= Brazilian Public Service =

The Brazilian Federal Public Service is regulated by the Federal Law 8112, which established the Single Legal Scheme (Regime Juridico Único, RJU). There are two categories of servants, the effectives and the commissioned.

== Appliance ==
The candidates to the effective civil service must apply to a written examination called "Concurso Público" (or Public Service Entrance Exam). Practical examinations and the presentation of academic degrees and other documentation may also be required in some Entrance Exam. The candidates are classified according to the final grades, whose calculation is generally the average of the grades of each written exam (generally Portuguese Language, Mathematics, Computer Operation, Logical Reasoning and Laws, besides other job-specific knowledge) and qualification examination (Points are attributed according to degrees and work experience). The applicants with the highest grades are then nominated, according to the number of vacancies available for the function. The remaining classified may be nominated when new vacancies became available (due to death, retirement, or voluntary termination). The Classificatory list is generally valid during 2 years, and may be extended for more 2 years. After the expiration, the candidates from the list cannot be nominated.

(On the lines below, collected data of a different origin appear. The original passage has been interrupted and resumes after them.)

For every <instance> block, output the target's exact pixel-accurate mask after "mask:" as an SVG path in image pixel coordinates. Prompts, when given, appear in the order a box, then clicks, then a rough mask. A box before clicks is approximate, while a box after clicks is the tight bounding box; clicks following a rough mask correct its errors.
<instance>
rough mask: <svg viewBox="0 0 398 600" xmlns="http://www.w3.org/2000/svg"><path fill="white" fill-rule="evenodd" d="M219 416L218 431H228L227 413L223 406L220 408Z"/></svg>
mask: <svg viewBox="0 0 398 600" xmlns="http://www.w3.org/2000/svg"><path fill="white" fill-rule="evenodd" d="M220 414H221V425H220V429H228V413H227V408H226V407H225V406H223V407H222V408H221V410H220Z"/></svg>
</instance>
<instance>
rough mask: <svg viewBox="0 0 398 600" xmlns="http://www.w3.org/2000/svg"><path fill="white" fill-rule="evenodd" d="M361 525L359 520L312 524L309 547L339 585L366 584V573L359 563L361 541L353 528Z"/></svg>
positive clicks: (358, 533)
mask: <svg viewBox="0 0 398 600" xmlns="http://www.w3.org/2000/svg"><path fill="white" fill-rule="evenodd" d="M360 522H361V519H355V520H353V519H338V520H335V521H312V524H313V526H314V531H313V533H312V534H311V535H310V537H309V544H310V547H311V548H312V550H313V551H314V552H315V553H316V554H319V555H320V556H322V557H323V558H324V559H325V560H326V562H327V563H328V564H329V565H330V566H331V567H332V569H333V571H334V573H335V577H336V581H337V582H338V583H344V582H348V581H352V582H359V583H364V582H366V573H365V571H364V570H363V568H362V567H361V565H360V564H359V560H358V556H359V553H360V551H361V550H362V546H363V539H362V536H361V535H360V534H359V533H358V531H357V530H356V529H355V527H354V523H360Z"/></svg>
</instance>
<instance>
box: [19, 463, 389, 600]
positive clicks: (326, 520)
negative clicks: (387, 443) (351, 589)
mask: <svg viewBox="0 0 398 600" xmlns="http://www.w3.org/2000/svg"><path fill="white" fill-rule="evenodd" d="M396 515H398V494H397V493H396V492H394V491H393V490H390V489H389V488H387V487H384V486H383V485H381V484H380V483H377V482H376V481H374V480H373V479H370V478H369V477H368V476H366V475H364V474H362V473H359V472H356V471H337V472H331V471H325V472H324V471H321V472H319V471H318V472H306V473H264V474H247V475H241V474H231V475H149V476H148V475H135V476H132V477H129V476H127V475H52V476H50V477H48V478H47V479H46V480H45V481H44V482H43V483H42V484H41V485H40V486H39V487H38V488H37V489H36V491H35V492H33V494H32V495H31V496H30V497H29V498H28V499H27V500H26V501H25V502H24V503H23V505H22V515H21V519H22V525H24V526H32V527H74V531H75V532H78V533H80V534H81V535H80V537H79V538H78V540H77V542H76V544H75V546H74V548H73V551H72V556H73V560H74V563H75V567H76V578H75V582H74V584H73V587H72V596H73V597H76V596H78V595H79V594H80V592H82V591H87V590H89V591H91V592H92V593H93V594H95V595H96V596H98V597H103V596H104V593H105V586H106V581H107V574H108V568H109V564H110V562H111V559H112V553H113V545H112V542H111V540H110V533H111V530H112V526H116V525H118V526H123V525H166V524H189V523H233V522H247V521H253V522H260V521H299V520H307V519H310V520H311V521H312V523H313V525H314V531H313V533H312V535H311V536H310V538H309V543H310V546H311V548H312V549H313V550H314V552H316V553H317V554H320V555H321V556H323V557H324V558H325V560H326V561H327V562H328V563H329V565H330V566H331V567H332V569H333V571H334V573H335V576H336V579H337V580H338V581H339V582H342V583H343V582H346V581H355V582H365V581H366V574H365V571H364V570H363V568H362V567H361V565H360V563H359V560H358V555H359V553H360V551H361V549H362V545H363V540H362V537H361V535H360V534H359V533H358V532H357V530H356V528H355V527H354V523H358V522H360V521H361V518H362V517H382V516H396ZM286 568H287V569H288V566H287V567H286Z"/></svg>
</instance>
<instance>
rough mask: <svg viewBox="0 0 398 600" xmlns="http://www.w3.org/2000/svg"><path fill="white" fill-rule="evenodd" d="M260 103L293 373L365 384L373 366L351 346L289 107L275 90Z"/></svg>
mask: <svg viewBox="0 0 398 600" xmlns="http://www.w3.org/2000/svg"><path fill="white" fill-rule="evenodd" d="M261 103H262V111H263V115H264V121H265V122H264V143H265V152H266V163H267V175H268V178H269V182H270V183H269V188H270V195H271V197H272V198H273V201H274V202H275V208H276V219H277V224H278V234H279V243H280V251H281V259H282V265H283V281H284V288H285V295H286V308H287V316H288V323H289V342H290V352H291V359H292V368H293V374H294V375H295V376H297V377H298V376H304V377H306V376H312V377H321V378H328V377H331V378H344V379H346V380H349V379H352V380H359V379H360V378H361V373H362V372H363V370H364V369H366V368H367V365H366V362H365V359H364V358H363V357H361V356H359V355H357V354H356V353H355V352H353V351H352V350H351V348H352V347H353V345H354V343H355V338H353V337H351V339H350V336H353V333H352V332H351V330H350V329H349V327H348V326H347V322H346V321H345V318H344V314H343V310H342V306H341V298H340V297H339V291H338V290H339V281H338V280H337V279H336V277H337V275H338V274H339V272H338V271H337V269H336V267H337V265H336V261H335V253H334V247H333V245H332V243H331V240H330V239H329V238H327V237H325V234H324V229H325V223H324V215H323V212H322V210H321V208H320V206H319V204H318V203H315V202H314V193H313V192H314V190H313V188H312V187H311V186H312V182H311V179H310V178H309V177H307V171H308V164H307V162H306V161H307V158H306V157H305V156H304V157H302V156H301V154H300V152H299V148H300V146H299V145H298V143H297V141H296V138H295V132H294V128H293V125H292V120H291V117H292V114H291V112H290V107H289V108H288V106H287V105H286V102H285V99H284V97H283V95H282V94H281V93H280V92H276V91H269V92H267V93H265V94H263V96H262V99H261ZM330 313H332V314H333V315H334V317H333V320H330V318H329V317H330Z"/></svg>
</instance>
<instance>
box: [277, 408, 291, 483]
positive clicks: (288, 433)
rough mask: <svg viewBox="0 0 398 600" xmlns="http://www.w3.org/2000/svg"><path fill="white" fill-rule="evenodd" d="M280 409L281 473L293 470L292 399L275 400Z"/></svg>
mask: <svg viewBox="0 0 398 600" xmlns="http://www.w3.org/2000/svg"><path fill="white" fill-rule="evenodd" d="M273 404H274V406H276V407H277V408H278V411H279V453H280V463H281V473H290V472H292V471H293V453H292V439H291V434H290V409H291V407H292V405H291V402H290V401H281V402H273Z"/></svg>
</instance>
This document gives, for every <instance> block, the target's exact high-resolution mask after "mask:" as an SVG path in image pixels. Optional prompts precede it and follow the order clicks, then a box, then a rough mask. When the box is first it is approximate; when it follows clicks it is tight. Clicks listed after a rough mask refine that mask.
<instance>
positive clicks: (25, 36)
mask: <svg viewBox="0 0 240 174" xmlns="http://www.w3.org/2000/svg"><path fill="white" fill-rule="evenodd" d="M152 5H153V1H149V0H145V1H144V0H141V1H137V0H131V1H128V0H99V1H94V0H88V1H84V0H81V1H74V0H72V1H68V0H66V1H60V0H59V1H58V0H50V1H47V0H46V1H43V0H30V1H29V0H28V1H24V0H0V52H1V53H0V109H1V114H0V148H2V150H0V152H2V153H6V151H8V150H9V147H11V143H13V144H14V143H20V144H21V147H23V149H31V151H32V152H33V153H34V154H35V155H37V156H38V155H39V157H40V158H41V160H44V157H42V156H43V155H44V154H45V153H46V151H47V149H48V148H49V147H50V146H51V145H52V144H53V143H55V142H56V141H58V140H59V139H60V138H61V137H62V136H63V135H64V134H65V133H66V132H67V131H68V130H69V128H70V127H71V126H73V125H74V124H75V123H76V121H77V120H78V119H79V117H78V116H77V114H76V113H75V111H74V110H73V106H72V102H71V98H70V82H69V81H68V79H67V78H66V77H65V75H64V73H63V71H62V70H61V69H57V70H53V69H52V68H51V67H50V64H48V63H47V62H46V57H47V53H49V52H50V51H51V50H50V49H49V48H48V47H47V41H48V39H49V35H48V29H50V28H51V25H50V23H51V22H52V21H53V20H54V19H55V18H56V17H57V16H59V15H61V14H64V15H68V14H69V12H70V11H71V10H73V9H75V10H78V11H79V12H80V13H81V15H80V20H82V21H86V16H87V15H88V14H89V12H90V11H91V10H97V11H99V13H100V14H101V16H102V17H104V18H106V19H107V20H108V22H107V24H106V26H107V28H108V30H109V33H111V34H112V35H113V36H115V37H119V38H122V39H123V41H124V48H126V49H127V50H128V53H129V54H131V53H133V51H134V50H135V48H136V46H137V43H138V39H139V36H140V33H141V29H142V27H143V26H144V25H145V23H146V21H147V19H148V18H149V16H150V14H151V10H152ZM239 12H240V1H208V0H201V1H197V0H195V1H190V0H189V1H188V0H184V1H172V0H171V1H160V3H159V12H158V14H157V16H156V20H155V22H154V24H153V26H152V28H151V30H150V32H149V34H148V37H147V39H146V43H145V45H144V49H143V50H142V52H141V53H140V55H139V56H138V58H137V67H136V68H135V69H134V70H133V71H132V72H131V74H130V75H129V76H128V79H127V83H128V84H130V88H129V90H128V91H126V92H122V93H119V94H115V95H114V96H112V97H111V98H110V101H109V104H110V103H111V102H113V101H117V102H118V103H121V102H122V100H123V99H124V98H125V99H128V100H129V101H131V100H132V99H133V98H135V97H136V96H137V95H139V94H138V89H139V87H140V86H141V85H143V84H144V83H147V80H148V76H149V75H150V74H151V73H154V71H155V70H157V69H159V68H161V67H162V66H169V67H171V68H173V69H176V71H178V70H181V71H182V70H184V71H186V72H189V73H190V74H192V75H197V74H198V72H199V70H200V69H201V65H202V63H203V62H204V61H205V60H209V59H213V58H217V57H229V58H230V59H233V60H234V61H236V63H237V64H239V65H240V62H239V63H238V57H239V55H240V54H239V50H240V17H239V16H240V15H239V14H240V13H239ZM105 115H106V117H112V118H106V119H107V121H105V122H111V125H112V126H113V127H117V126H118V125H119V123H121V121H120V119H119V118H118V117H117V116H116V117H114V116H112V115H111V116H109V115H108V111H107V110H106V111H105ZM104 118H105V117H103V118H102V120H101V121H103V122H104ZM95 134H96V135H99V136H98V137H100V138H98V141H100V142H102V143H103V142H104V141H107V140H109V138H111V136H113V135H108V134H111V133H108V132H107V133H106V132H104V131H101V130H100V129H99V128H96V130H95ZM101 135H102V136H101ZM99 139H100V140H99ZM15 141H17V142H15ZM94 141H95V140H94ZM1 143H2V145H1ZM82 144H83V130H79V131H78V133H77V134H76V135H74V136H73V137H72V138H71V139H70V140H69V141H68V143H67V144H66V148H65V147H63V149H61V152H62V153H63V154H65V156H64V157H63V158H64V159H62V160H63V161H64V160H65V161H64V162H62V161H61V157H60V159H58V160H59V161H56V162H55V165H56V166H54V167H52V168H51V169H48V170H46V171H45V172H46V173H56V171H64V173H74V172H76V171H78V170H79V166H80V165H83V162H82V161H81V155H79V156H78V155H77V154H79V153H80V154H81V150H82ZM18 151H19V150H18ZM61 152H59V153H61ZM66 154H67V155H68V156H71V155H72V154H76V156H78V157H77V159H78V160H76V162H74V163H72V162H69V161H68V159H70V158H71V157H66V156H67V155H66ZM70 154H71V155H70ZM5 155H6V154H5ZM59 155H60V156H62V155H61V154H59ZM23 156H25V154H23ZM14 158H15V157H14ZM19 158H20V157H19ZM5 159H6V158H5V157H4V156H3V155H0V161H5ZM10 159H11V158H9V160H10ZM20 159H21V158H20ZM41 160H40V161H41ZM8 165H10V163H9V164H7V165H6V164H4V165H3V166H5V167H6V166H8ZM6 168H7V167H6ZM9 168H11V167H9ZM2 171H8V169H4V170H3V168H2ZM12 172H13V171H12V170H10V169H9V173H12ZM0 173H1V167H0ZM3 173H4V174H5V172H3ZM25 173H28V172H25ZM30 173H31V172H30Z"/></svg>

== Probational period and stability ==
After the nomination, the new civil servant is subjected to the probational period. For two years (usually; the period can vary depending on the organization or government branch), the servant is evaluated by the immediate chief twice a year. The grades may vary from 0 to 100 and must be 70 or higher for the servant be approved in the probation. After the period, the approved servant is considered stable (akin to tenure) and the non-approved are dismissed. A stable servant may not be dismissed, except due to judged sentence or disciplinary administrative processes.

== Commissioned servants ==
The commissioned servants are nominated by public authorities. The nominated may be effective public servants or any other citizen. The probational period and the stability are not applied to these servants.

== Public service in cities and states ==
The Public Civil Service in Brazilian states and cities is regulated by state and municipal laws, but adopt similar procedures.